What are we after in VR, movies, storytelling in general? At its best, storytelling is transformational.  And a powerful way to that transformation is the emotional charge of catharsis, built through an escalation of emotional tension in the audience. But it is the experience of the storytelling that gets you there, not experiencing the hero’s journey personally as you would in VR.

The safety of cinematic peril

One reason for narrative fatigue in VR products is that it is difficult to engage the viewer emotionally in the same way the character is emotionally engaged.  The inner conflict driving the character doesn’t exist in the viewer—it’s not the viewer’s conflict—and they don’t want it to be.  Safe, cinematic peril is fear and safety all rolled into one and that’s what the audience wants.

In a 1986 article I discussed the use of “safe cinematic peril” to elicit emotional audience responses.  The simple version is audiences love feeling the fear of death while intellectually and physically not having to experience it.  The gag is to overwhelm the intellectual and physical with pure emotion.  Audiences are delighted because they know they are smart enough not be in danger, yet are fooled into a momentary reaction.  This is done through projection of the audience onto the hero which is easier when they are distanced from that character and their situation.

VR can still support a storytelling roll, but how the audience follows and why, is certainly changing.

In VR it’s not just Tom Cruise hanging over the street a hundred stories up—it’s Tom and you.  And that’s not all—now there is confusion as to who is the hero, you or Tom?  I’m using action as an example because the case is much more foregrounded than a genre like drama.  The corollary to be aware of is: the more the audience feels “in the scene” the less important the “hero” becomes—but the hero is functioning as the character that makes the choice you would never make, thus giving you the emotional charge without the danger.

Here’s the other thing: if Tom jumps, so do you because Tom is driving the story.  Will audiences jump off with him once they become accustomed to not dying in VR, no matter what they do?

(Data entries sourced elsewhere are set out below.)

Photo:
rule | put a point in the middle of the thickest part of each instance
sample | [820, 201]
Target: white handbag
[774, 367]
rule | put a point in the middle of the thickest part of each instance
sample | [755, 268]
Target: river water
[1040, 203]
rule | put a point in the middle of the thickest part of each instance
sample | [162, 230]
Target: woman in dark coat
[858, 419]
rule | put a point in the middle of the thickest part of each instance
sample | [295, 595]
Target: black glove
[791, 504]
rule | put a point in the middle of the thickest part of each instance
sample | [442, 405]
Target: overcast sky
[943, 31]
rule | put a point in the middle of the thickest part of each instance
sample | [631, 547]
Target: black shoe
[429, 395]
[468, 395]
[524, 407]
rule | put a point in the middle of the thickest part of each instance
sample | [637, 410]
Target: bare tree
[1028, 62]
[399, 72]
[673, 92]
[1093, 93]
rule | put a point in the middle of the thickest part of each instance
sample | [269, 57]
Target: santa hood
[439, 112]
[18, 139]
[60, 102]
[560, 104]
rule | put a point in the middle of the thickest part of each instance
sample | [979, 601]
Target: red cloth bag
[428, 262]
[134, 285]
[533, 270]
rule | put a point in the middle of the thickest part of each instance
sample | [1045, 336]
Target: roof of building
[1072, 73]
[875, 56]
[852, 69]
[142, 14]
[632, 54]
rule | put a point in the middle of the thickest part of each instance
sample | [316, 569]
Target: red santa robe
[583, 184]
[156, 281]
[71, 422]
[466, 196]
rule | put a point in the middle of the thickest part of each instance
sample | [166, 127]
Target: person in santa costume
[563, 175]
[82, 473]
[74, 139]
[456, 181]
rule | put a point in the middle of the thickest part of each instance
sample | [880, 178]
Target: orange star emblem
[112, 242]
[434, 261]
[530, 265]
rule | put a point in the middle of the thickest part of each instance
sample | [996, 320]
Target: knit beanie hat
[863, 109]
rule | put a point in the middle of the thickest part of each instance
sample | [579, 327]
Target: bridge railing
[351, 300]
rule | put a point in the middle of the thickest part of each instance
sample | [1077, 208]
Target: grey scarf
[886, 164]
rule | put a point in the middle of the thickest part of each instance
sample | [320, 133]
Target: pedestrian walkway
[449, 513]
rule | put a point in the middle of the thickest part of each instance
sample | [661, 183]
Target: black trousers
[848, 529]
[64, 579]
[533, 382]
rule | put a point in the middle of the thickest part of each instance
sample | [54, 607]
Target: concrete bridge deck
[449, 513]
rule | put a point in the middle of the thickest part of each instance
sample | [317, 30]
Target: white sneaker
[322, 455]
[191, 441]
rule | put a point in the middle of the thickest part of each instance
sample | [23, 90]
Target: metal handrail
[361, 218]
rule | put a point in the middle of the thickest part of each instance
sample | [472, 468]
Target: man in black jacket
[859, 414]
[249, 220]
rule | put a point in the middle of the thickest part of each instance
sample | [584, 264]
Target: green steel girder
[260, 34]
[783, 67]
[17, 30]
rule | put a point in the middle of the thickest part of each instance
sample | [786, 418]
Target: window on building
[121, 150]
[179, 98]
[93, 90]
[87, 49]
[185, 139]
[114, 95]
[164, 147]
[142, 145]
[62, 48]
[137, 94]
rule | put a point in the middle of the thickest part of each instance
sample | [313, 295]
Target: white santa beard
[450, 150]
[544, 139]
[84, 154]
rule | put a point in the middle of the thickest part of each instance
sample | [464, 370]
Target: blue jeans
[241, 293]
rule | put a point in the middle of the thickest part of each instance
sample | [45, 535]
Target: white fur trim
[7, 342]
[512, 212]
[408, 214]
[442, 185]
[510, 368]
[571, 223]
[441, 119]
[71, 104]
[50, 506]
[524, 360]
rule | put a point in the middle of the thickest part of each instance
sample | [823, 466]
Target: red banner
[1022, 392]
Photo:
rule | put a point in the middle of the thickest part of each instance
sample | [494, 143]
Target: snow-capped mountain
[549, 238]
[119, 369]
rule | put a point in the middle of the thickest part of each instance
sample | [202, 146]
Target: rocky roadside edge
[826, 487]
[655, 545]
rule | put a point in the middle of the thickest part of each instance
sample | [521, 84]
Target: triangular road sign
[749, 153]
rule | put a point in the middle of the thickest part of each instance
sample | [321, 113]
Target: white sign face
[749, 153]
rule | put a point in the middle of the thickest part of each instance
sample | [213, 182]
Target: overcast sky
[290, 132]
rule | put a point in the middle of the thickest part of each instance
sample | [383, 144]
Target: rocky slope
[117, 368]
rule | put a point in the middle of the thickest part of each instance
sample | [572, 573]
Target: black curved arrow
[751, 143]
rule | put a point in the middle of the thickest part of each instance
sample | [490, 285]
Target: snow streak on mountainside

To experience those events along with the character, might induce a heart attack at worst, at minimum the loss of some sort of bodily fluid.  Furthermore, if the storytelling is good, the character who goes through the action “for real” might only have a small cathartic release at the end, while the audience’s catharsis is massive.  How does one generate catharsis where death is at stake for the character, but not the viewer, yet the viewer feels they are part of the moment?